For the person on your list who's impossible to buy for, stupid.com has the following top ten:
1. Screaming Chicken, The World's Most Annoying Toy. This rubber chicken doesn't squeak or squawk. It screams.
2. Wealth Redistribution 2008 Holiday Ornament This tree ornament announces that the ornament that used to be there has been removed and given to someone who needs it more. The Redistribution Holiday Ornament will let everyone know you're spreading the wealth whether you want to or not.
3. Mini Guitar Hero This miniature version of that mega-hit game is barely 6-inches long but you can still rock out to songs by Queen, Cheap Trick, Nirvana, and The Police.
4. Potty Putter Why waste time on the toilet, when you can use it to get ready for the fairway? Potty Putter contains everything you need for an exciting round of golf without leaving your seat including a putting green for around the toilet, mini putter, flag stick and two golf balls.
5. Wasabi Flavoured Gumballs These potent little green confections offer an intense explosion of wasabi. Strangely, the gum is actually delicious.
6. Men's Underwear Repair Kit In this troubled economy, don't throw away your old underwear but repair it with the Men's Underwear Repair Kit. This handy, inexpensive kit provides everything you need to get your unsightly undershorts back into presentable shape.
7. Obama 'Yes We Can' Opener Every election spawns some interesting products, but this has to be one of the stupidest. To Obama fans, the 'Yes, We Can' opener, seizing on his campaign refrain, could be a treasure.
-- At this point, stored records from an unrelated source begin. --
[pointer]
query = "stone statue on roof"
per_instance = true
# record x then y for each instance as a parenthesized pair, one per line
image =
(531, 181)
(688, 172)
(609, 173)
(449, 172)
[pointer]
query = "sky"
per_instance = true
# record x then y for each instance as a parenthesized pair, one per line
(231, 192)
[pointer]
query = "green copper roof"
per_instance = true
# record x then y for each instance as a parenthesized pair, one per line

8. 'How To Tie A Tie' Tie Still struggle with your tie? This stylish tie has simple knot-tying instructions printed right on the front. Just follow the six step-by-step diagrams and you'll look as dashing as George Clooney in seconds.
9. 2009 Dog Poop Calendar Each month features a spectacular landscape or breathtaking tableau, but somewhere in every shot there's a pile of dog poop. Distasteful? You bet it is, but the contrast between the beautiful photography and dog poop is remarkable.
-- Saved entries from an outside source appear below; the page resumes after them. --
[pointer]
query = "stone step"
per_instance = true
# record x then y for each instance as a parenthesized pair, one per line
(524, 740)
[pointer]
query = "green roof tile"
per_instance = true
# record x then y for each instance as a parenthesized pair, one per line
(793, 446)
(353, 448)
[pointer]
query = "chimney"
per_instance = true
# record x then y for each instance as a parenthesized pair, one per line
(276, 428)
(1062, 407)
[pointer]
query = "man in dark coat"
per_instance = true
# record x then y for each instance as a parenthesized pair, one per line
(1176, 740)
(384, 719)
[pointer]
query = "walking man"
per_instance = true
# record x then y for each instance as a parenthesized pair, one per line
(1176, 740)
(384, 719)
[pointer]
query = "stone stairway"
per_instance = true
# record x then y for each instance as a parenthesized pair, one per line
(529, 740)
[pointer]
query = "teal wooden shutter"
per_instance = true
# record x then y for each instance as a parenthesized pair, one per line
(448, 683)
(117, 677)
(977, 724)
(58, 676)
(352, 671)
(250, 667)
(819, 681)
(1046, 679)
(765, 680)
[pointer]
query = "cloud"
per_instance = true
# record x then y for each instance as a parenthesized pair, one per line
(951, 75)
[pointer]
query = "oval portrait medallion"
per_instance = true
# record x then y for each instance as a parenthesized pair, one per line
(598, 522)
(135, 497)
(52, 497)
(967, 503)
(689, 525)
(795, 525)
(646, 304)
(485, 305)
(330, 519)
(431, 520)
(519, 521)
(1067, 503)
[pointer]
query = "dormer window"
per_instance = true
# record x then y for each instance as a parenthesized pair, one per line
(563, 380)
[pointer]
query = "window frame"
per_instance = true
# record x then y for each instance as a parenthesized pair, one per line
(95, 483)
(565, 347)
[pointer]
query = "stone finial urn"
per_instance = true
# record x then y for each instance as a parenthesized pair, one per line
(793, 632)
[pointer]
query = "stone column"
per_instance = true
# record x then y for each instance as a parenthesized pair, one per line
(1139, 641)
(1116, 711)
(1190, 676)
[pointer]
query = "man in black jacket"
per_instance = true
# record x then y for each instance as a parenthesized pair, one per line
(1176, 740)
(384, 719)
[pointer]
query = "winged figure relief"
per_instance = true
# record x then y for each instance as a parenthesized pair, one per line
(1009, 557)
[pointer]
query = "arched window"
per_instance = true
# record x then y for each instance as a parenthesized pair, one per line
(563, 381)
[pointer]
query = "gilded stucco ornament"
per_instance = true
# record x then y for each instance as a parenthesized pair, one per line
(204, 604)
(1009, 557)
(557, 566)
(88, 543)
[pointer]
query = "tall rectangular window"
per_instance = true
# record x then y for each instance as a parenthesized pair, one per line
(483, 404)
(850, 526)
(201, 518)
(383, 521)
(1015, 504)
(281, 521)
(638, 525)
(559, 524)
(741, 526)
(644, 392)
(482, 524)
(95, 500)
10. Pole Dancer Alarm Clock When the alarm goes off, dance music plays and disco lights flash. At the same time, a buxom blonde dancer gyrates around a pole under the spinning disco ball.
Despite that dubious list, my personal favorite didn't make the top ten. The Santa Dreidel really embodies the true meaning of Christmas for my $4.99.
If all of the above is still not inspiring you and you have deeper pockets, I hear you might be able to purchase a Senate seat as well... .
4 comments:
Yeah, I know just who to give that Senate seat to!
I just have to get that Peter Petrie Egg seperator. Maybe we can give to your Sister for Christmas....
DH aka LSH
I have taken the liberty of extracting your list and sending it to Father Christmas. Allowing for a higher percentage of "nice" over "naughty" on my part this year, I hope to magically acquire as many of those items as possible.
I plan to play "mini guitar hero" until the wee hours, then crash and wake up to my "pole dancer alarm clock" - breakfast upon a feast of "Wasabi Flavoured Gumballs," and then play golf with my new "potty putter" while proudly sitting on my Senate Seat.
As long as you repair your underwear first.